Entrance to Kauri Park
Entrance to Kauri Park

I took the route that leads directly to the big(ish) kauri.  The biggest trees here are a few hundred years, if I recall correctly.  There are benches provided to allow you to sit and contemplate these big trees, especially the first group.

Kauri Park
Kauri Park

There are quite a few kauri to be enjoyed in this area.  I’m not sure that’s a kauri in the pic below, but boardwalks are usually placed wherever necessary to keep people from walking on kauri roots.

Kauri Park
Kauri Park

I left Kauri Park on the path toward Soldiers Bay, and soon saw this plank path through the wetlands.
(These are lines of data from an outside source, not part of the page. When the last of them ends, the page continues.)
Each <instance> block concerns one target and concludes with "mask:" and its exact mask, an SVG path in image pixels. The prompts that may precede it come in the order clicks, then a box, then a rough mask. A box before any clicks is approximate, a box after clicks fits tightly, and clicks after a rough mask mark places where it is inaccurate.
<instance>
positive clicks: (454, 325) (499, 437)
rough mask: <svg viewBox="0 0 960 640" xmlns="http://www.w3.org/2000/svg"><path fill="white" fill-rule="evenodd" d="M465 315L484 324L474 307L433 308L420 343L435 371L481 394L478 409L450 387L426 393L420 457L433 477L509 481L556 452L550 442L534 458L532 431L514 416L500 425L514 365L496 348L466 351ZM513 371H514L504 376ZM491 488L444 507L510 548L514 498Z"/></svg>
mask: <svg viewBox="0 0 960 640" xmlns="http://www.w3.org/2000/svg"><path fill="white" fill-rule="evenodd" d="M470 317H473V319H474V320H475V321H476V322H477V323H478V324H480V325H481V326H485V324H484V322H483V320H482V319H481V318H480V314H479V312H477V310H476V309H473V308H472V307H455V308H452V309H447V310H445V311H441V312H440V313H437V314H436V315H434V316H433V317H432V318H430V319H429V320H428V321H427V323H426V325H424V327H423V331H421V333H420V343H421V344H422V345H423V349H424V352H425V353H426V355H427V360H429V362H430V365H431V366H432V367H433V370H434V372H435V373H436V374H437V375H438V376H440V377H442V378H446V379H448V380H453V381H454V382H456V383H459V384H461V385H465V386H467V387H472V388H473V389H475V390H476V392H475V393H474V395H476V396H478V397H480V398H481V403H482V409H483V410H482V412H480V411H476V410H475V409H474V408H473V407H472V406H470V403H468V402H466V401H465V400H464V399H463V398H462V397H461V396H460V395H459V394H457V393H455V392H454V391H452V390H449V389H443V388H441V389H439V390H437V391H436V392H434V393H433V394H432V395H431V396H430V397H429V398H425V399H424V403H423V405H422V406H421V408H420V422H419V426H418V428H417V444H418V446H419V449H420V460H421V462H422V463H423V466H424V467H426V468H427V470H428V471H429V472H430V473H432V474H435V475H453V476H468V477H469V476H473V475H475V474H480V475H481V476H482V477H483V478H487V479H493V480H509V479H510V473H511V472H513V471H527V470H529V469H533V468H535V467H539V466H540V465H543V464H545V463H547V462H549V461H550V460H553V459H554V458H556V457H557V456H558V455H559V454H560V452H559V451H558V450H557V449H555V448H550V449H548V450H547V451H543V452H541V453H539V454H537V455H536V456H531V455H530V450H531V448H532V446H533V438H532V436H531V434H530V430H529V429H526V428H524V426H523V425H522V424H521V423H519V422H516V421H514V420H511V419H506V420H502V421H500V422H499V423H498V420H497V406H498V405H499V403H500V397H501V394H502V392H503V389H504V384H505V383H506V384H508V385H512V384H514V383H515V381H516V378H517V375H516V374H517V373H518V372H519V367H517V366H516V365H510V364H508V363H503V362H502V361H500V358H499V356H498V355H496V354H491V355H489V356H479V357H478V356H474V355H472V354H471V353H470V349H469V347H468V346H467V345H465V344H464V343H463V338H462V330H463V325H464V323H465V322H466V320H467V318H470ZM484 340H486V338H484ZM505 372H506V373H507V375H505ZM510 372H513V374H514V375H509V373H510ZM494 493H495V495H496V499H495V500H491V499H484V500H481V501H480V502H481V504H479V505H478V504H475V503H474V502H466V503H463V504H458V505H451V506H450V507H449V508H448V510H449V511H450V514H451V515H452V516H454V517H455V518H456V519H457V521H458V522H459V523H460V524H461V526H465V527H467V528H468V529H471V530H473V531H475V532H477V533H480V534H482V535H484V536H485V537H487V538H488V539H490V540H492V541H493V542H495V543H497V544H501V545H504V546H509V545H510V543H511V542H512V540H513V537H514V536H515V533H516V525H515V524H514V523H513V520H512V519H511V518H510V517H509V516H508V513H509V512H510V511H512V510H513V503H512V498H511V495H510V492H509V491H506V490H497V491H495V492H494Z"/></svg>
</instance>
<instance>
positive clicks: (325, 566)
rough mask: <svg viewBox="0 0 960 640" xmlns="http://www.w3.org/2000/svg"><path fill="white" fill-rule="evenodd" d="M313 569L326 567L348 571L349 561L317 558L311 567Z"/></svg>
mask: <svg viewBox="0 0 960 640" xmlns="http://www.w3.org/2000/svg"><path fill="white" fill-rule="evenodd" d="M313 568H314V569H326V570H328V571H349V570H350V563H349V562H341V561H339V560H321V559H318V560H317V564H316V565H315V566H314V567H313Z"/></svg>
Plank path to Soldiers Bay
Plank path to Soldiers Bay

I investigated, and quickly arrived at Soldiers Bay.

Soldiers Bay
Soldiers Bay

On the other side of Soldiers Bay is Kauri Point Domain.

Kauri Point Domain
Kauri Point Domain across Soldiers Bay

The tide was very low, so I decided to see how far I could walk on the foreshore to the north.

Soldiers Bay
Soldiers Bay

The rock shelf was muddy, but it wasn’t deep.  I didn’t go far, but it looked like I could have continued.

Soldiers Bay
Soldiers Bay

When I got back to Kauri Park I continued clockwise to complete the largest loop.  I went a ways down a side path that I believe leads into Muriel Fisher Reserve.  Muriel Fisher Reserve is not listed in the Kaipatiki Explorer guide, and I’ve read that it isn’t being maintained, so info is limited, but I’ll go back for a look some time.